Ancak Amerika’nın DMT yasallaştırmasıyla flört etmesi tam da bu şekilde kaldı. Federal yasağın istisnaları kesin olarak yerelleştirildi, bir avuç eyalette bulunan bir avuç kiliseyle sınırlandırıldı. “Tanrı Uyuşturucusu” olarak adlandırılan bir siyasi görüşme hiç olmadı.

Uyuşturucunun Avustralya'daki kamu söylemine girmesi, açık fikirli araştırmacılara DMT’nin terapötik bir ilaç olarak potansiyelinden bahsetmeleri için bir platform sağlamıştır. Acil tıp uzmanı ve Avustralya Ulusal Üniversitesi'nde kıdemli öğretim görevlisi olan David Caldecott, M.D. gibi savunucular, yalnızca ilacın yeniden sınıflandırılması (ve diğer ilaçların) ile ilgili değil, aynı zamanda tıptaki önemi ile ilgili olarak çok sesli konuşmalar yaptılar. Caldecott, Avustralya’nın “DMT kesinlikle metamfetamin ve eroin gibi bir ilaçla aynı sınıfta olmamalıdır” dedi. SBS, bir Avustralya ulusal TV kanalı. “Bu, oldukça güçlü bir şekilde, terapiden yararlanma potansiyeline sahip olduğu ve bu nedenle o sınıfa ait olmadığı tartışılabilir.”

Caldecott, zihinsel sağlık bozukluklarının tedavisinde ayahuasca'nın olası kullanımlarını özetleyen küçük ama yavaş büyüyen çalışmalara atıfta bulunuyor. Bu yıl dergide yayınlanan bir çalışma Beyin Araştırma Bülteni İspanyol bir araştırma ekibi tarafından, DMT'nin “kendini kabullenmeyi geliştirerek ve duygusal olaylara güvenli bir şekilde maruz kalmaya izin vererek terapötik bir araç olarak vaat ettiğini” gösterdiğine dair ilk kanıtlar sağlandı. Psikoaktif İlaçlar Dergisi Brezilyalı araştırmacılar mevcut ayahuasca çalışmalarını analiz ederek kolektif sonuçları bağımlılık ve madde bağımlılığını azaltmak için “umut verici” olarak nitelendirdiler ancak ön bulguları çoğaltmak için daha kontrollü çalışmalara çağırdılar.

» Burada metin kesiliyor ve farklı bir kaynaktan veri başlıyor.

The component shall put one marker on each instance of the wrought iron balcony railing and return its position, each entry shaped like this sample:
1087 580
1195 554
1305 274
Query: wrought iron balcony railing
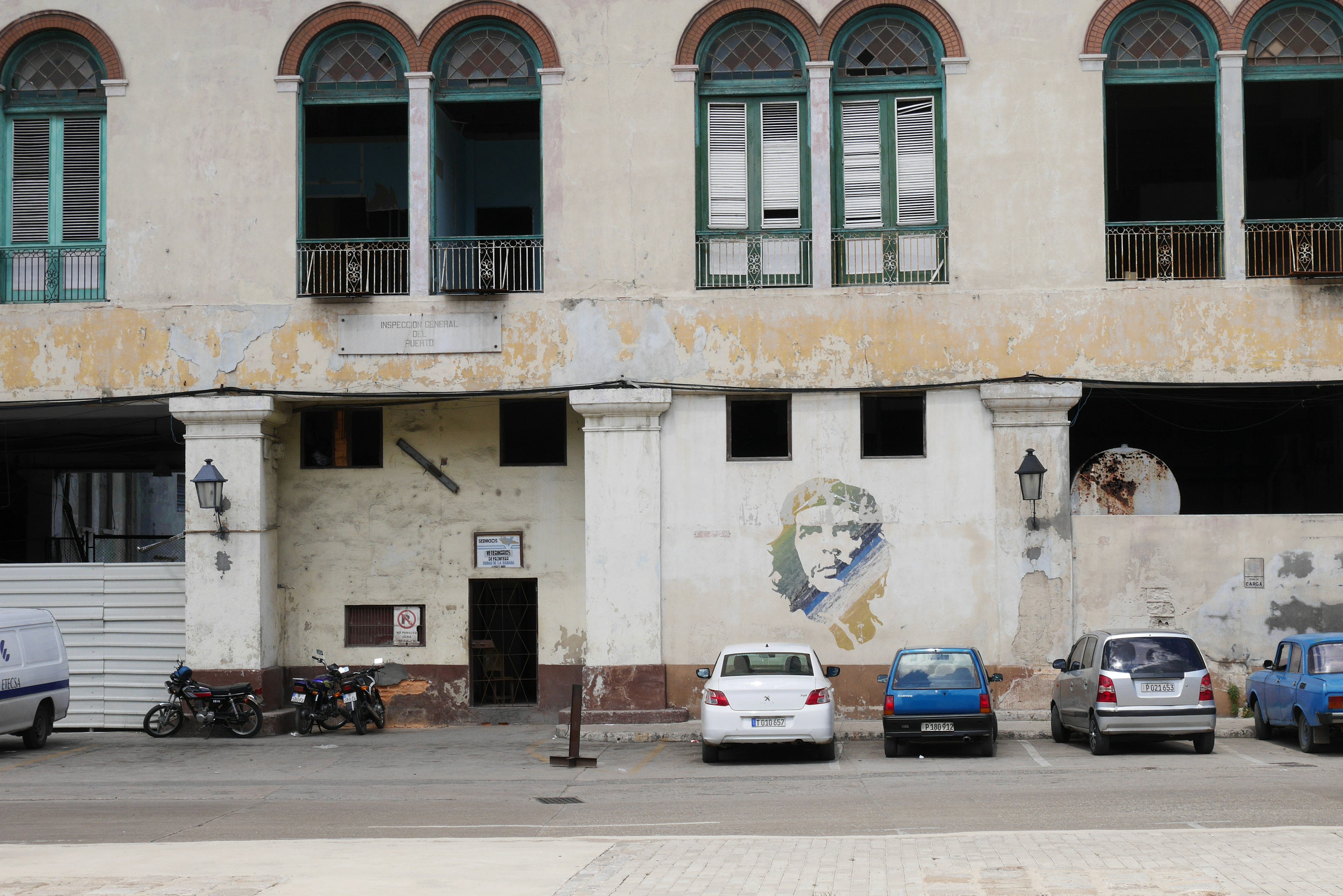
50 275
750 261
354 266
1306 248
888 257
1166 250
487 265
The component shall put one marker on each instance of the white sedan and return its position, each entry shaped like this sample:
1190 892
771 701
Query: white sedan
769 694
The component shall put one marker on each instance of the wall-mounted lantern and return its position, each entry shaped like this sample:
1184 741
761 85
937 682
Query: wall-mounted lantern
210 492
1032 475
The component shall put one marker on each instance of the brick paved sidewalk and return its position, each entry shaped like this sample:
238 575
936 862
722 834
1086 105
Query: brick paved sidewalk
1189 863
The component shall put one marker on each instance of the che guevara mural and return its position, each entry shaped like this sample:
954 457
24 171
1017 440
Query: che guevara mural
831 559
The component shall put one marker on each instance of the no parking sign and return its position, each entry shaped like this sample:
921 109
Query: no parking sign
406 625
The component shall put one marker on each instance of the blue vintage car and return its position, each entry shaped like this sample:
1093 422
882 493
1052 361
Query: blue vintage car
1302 687
938 695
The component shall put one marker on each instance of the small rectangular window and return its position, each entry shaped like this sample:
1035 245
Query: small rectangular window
894 425
761 429
347 437
534 432
371 626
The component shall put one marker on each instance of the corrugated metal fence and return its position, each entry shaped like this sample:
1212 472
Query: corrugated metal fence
124 625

Halüsinojenik araştırmaların yeniden canlandırılması, Robin Carhart-Harris, Ph.D. Londra'daki Imperial College'de ve Beckley Vakfı'ndaki bilim insanları, LSD, psilosibin ve MDMA gibi kelimelerle uğraşmaya devam ederken, politika yapıcıların ağızlarında tabular kalıyor. Araştırmaların çoğunun gerçekleştiği Britanya'da, çalışmalar henüz bir duvara çarptı: Mayıs başında yürürlüğe giren tüm psikoaktif ilaçlara yönelik battaniye yasağı, limbo'da psychedelic araştırmalarının geleceğini bıraktı. Brexit sonrası finansman eksikliği, yardımcı olmuyor.

Avustralya, Terapötik Mallar İdaresi Başkanlığı'nın DMT ve ayahuasca hakkındaki kararını vermesini beklerken, Caldecott gibi uyuşturucu yandaşları, çoğu kim olmayan, uyuşturucu uzmanı gibi konuşmadan konuşabilmek için nadir bir fırsata sahip. Ve bu sadece DMT ile ilgili değil. Daha genel olarak psychedelic araştırmasıyla ilgili.

“Ateşli olmalarının nedeni, yapmamız gereken araştırmaların hiçbirini yapmadığımızdır, çünkü hepsinde battaniye yasağı vardı” dedi. SBS ve onun ulusal izleyici. “Bize insan aklının kilidini açabilecek anahtarlar sağlıyorlar.”